Course offerings for the sophomore, junior, and senior years are equally rich, yet Myra Warner, Lou Krause, and Julia McAlmont Warner appear to be the only faculty teaching subjects other than music and art. Separate faculty are on hand for piano, violin, art, and “Art Needle Work.”

Some readers may be familiar with the 19th-century debates over what kind of studies were appropriat­e for young women (if they were to be educated at all). The older school of thought held that young women (the ones well-off enough to receive formal education) should learn music, sewing, and French or some other combinatio­n of light, pleasant subjects. (Some used literally incredible “medical” reasoning to justify this position.)

The newer school of thought held that young women should train their minds on the same hard subjects studied by young men: Greek, Latin, mathematic­s, natural science.

There were plenty of opinions in between, and I am delighted by the idea that some of the tension between old ways and new ways of educating young women was worked out over two decades in a place I walk by every day.

It’s unclear what happened to Miss Krause or how her direction of the Arkansas Female College ended. There is no mention of her in the next surviving catalogue, that of 1895-96, when the school was back under the leadership of the much-venerated Myra Warner. The 1910 obituary of Adolphine Krause Fletcher notes that her sister Lou Krause is a resident of Texas.

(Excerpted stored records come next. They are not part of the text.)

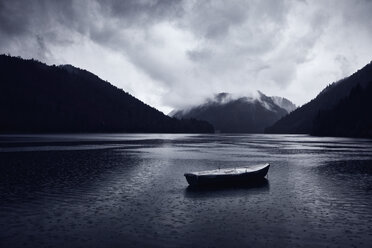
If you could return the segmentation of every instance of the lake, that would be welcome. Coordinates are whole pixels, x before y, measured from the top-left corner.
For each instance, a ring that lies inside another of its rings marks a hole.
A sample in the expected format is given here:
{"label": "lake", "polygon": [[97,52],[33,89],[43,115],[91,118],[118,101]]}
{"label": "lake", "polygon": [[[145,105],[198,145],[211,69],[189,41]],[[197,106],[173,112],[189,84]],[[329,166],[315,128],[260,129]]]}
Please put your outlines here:
{"label": "lake", "polygon": [[[265,183],[185,172],[271,164]],[[370,247],[372,140],[0,136],[0,247]]]}

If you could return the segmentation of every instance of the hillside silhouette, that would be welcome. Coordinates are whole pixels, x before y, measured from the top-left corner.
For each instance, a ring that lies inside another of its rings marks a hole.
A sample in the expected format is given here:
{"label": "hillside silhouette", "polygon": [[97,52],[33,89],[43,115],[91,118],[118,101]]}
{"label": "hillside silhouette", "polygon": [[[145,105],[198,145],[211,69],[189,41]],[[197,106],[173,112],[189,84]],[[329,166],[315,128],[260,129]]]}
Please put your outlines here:
{"label": "hillside silhouette", "polygon": [[196,118],[211,123],[223,133],[263,133],[296,106],[281,97],[268,97],[258,92],[257,97],[234,98],[231,94],[220,93],[204,104],[191,109],[178,110],[171,116]]}
{"label": "hillside silhouette", "polygon": [[[339,102],[348,97],[353,88],[358,84],[365,88],[372,80],[372,62],[355,72],[353,75],[338,82],[328,85],[319,95],[284,116],[271,127],[266,128],[266,133],[289,133],[289,134],[310,134],[313,132],[315,119],[319,112],[333,109]],[[359,106],[364,108],[363,106]]]}
{"label": "hillside silhouette", "polygon": [[311,134],[372,138],[372,81],[357,85],[330,110],[320,111]]}
{"label": "hillside silhouette", "polygon": [[164,115],[96,75],[0,55],[0,133],[204,133],[213,126]]}

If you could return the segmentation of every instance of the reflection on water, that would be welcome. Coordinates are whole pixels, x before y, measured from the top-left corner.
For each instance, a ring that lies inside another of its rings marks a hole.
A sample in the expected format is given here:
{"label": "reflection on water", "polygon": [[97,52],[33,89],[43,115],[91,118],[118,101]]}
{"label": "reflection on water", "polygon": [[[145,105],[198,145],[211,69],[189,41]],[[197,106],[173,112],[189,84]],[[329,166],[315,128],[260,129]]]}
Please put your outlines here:
{"label": "reflection on water", "polygon": [[[261,184],[183,176],[263,162]],[[0,247],[369,247],[371,189],[371,140],[3,135]]]}
{"label": "reflection on water", "polygon": [[213,197],[241,197],[269,192],[269,180],[266,178],[239,184],[205,185],[203,187],[188,186],[185,197],[188,198],[213,198]]}

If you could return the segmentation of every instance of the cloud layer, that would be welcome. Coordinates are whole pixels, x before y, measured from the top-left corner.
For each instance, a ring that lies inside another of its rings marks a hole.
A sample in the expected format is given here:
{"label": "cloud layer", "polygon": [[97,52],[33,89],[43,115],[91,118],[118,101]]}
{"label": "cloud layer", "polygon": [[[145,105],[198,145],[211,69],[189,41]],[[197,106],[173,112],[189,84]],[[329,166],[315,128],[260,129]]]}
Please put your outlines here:
{"label": "cloud layer", "polygon": [[0,52],[69,63],[165,112],[218,92],[301,105],[372,59],[372,1],[0,0]]}

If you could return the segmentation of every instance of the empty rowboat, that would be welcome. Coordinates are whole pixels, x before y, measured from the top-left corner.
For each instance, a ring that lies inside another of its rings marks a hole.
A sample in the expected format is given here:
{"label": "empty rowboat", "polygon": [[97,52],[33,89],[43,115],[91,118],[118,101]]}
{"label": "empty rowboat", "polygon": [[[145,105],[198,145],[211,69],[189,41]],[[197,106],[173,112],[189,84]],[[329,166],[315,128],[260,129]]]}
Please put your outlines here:
{"label": "empty rowboat", "polygon": [[185,173],[190,186],[211,184],[251,183],[263,179],[269,171],[270,164],[249,167],[227,168]]}

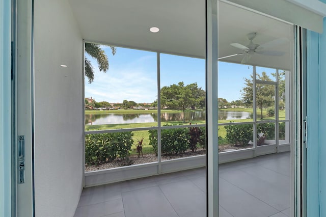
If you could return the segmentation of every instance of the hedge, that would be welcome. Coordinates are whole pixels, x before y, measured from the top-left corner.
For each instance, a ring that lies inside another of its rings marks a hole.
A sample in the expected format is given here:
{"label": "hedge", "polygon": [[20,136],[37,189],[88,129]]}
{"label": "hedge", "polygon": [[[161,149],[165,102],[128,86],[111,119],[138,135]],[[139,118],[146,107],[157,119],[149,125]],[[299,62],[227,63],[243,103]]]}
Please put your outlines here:
{"label": "hedge", "polygon": [[90,134],[85,137],[85,162],[110,162],[117,157],[128,159],[133,143],[132,132]]}

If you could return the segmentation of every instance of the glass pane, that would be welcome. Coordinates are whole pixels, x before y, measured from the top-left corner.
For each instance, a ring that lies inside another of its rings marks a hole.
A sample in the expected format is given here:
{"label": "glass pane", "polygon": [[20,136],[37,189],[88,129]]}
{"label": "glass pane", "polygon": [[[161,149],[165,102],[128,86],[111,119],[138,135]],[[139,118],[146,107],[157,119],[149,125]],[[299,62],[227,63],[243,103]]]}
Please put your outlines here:
{"label": "glass pane", "polygon": [[157,126],[156,53],[116,47],[113,56],[110,47],[101,47],[110,60],[107,73],[85,55],[95,72],[85,84],[86,130]]}
{"label": "glass pane", "polygon": [[276,82],[276,70],[257,66],[256,67],[256,79],[260,80]]}
{"label": "glass pane", "polygon": [[290,122],[279,124],[279,140],[280,144],[290,142]]}
{"label": "glass pane", "polygon": [[160,55],[161,121],[204,124],[205,60]]}
{"label": "glass pane", "polygon": [[162,161],[205,154],[205,127],[175,128],[161,131]]}
{"label": "glass pane", "polygon": [[275,123],[264,123],[257,125],[257,145],[275,144]]}
{"label": "glass pane", "polygon": [[275,120],[275,86],[265,84],[256,86],[257,120]]}
{"label": "glass pane", "polygon": [[151,137],[157,130],[91,134],[85,136],[85,171],[156,162]]}
{"label": "glass pane", "polygon": [[219,152],[253,148],[253,124],[232,124],[219,127]]}
{"label": "glass pane", "polygon": [[288,71],[279,70],[279,120],[288,120],[289,105],[286,103],[288,94]]}
{"label": "glass pane", "polygon": [[219,123],[253,121],[253,67],[219,62]]}

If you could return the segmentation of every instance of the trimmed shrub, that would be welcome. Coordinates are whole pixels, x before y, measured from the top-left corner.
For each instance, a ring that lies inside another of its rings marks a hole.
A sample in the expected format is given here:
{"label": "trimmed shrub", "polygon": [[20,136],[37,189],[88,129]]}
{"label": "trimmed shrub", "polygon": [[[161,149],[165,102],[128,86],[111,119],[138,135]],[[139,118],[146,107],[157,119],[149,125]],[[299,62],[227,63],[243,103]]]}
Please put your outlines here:
{"label": "trimmed shrub", "polygon": [[279,125],[279,139],[285,140],[285,122],[280,123]]}
{"label": "trimmed shrub", "polygon": [[231,143],[247,146],[249,141],[253,140],[252,124],[226,125],[224,127],[225,138]]}
{"label": "trimmed shrub", "polygon": [[132,132],[91,134],[85,136],[85,162],[110,162],[117,156],[128,159],[133,143]]}
{"label": "trimmed shrub", "polygon": [[258,133],[263,132],[264,136],[267,140],[275,139],[275,123],[265,123],[257,125],[257,137],[258,138]]}
{"label": "trimmed shrub", "polygon": [[[188,149],[189,129],[187,128],[167,129],[161,131],[161,149],[162,154],[176,154]],[[157,131],[149,130],[149,145],[157,155]]]}
{"label": "trimmed shrub", "polygon": [[273,117],[275,115],[275,108],[269,107],[267,109],[267,115],[268,117]]}
{"label": "trimmed shrub", "polygon": [[199,128],[201,133],[198,139],[198,145],[203,148],[203,149],[205,150],[206,148],[206,127],[202,127]]}

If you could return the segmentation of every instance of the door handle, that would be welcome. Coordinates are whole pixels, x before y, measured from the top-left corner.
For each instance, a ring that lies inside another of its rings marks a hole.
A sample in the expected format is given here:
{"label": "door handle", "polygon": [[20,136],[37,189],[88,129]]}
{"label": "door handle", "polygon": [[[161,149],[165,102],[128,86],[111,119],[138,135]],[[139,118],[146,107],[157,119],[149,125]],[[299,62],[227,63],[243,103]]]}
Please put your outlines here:
{"label": "door handle", "polygon": [[19,184],[25,182],[25,140],[23,135],[19,135],[18,140],[18,174]]}

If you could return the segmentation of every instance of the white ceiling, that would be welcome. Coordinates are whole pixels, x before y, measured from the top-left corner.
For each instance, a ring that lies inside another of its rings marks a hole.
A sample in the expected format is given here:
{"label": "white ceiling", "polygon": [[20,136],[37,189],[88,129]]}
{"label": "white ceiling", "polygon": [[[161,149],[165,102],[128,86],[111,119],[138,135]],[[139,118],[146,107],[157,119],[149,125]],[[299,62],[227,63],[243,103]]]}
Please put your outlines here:
{"label": "white ceiling", "polygon": [[[205,0],[69,0],[86,41],[163,53],[204,58],[206,53]],[[291,68],[291,25],[224,2],[219,3],[219,57],[241,52],[230,45],[253,42],[263,44],[278,38],[287,43],[269,48],[282,57],[254,54],[249,63]],[[149,28],[158,27],[157,33]],[[242,56],[223,61],[240,63]]]}

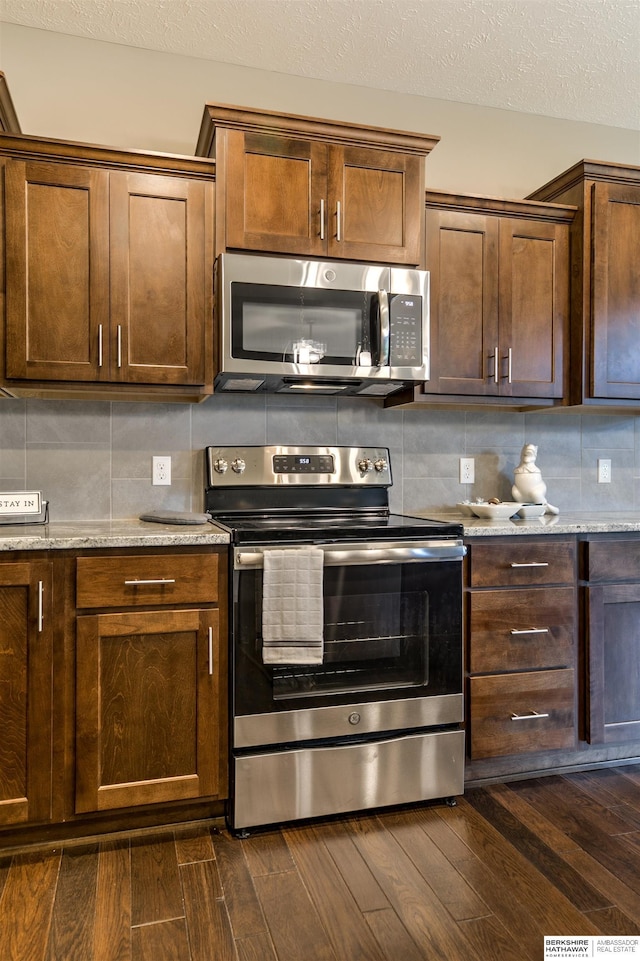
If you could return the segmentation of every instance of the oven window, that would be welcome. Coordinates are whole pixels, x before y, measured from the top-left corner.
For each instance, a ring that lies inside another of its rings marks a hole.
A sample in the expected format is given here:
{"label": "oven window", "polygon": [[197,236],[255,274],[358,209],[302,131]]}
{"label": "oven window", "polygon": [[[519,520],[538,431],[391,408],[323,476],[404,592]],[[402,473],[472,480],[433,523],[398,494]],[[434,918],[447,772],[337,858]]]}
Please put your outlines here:
{"label": "oven window", "polygon": [[234,577],[237,714],[462,690],[459,563],[326,567],[324,656],[313,665],[263,664],[262,572]]}

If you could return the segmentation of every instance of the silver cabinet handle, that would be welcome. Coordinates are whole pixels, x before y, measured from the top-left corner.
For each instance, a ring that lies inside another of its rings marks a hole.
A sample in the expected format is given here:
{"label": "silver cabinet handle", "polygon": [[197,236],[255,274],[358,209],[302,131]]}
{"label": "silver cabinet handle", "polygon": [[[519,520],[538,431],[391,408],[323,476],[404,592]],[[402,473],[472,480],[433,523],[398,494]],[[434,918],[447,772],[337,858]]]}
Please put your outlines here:
{"label": "silver cabinet handle", "polygon": [[38,633],[44,628],[44,584],[38,581]]}
{"label": "silver cabinet handle", "polygon": [[537,718],[549,717],[548,714],[539,714],[538,711],[532,711],[531,714],[511,714],[512,721],[531,721]]}
{"label": "silver cabinet handle", "polygon": [[127,587],[137,587],[140,584],[175,584],[175,577],[150,577],[147,580],[125,581]]}
{"label": "silver cabinet handle", "polygon": [[512,561],[511,563],[511,567],[548,567],[548,566],[549,566],[548,561],[525,561],[521,564],[516,561]]}

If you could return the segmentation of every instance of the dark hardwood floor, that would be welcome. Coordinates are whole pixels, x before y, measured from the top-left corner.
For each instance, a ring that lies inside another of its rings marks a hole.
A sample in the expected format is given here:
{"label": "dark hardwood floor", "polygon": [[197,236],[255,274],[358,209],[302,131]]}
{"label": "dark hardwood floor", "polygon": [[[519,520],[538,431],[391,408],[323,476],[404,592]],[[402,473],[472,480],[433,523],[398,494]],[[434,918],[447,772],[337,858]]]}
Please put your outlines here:
{"label": "dark hardwood floor", "polygon": [[545,934],[640,934],[640,765],[0,859],[0,961],[540,961]]}

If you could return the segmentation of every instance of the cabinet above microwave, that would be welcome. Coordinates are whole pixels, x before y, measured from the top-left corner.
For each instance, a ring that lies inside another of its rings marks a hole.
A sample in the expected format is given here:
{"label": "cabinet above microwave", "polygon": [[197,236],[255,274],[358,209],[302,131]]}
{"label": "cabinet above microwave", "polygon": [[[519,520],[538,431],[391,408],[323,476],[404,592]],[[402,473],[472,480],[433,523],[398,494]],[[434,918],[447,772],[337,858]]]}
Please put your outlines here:
{"label": "cabinet above microwave", "polygon": [[425,158],[438,137],[207,104],[216,253],[424,266]]}

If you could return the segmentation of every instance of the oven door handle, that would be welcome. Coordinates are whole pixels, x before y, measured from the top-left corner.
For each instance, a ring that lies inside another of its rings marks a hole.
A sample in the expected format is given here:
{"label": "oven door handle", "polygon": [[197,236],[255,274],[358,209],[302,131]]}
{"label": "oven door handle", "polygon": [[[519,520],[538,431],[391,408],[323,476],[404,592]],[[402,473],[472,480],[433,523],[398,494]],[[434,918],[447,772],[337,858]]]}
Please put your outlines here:
{"label": "oven door handle", "polygon": [[[434,561],[461,561],[467,553],[462,541],[441,543],[439,541],[403,545],[349,544],[344,547],[335,545],[314,545],[324,551],[325,567],[347,567],[356,564],[424,564]],[[272,548],[273,549],[273,548]],[[282,549],[282,548],[280,548]],[[295,547],[290,548],[295,550]],[[252,550],[236,548],[233,556],[234,570],[247,570],[264,566],[264,555],[269,548],[256,547]]]}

After Krause’s sale of the Pike house to John Gould Fletcher Sr., Myra Warner moved the Arkansas Female College to a new building at 1400 Rock St., just south of the gash cut through our city by I-630.

In the spirit of naming any African Americans who can be located at a site of historical significan­ce, I will mention that the 1880 Federal Census lists the following people as permanent residents of the Pike House in addition to Myra and Julia Warner and a boarder named Maud: Jerry Smith, janitor, Black, age 35; Isabel Smith, cook, Black, age 28, and Julius Smith, Black, age 2. Jerry, according to the census taker, was able to read and write.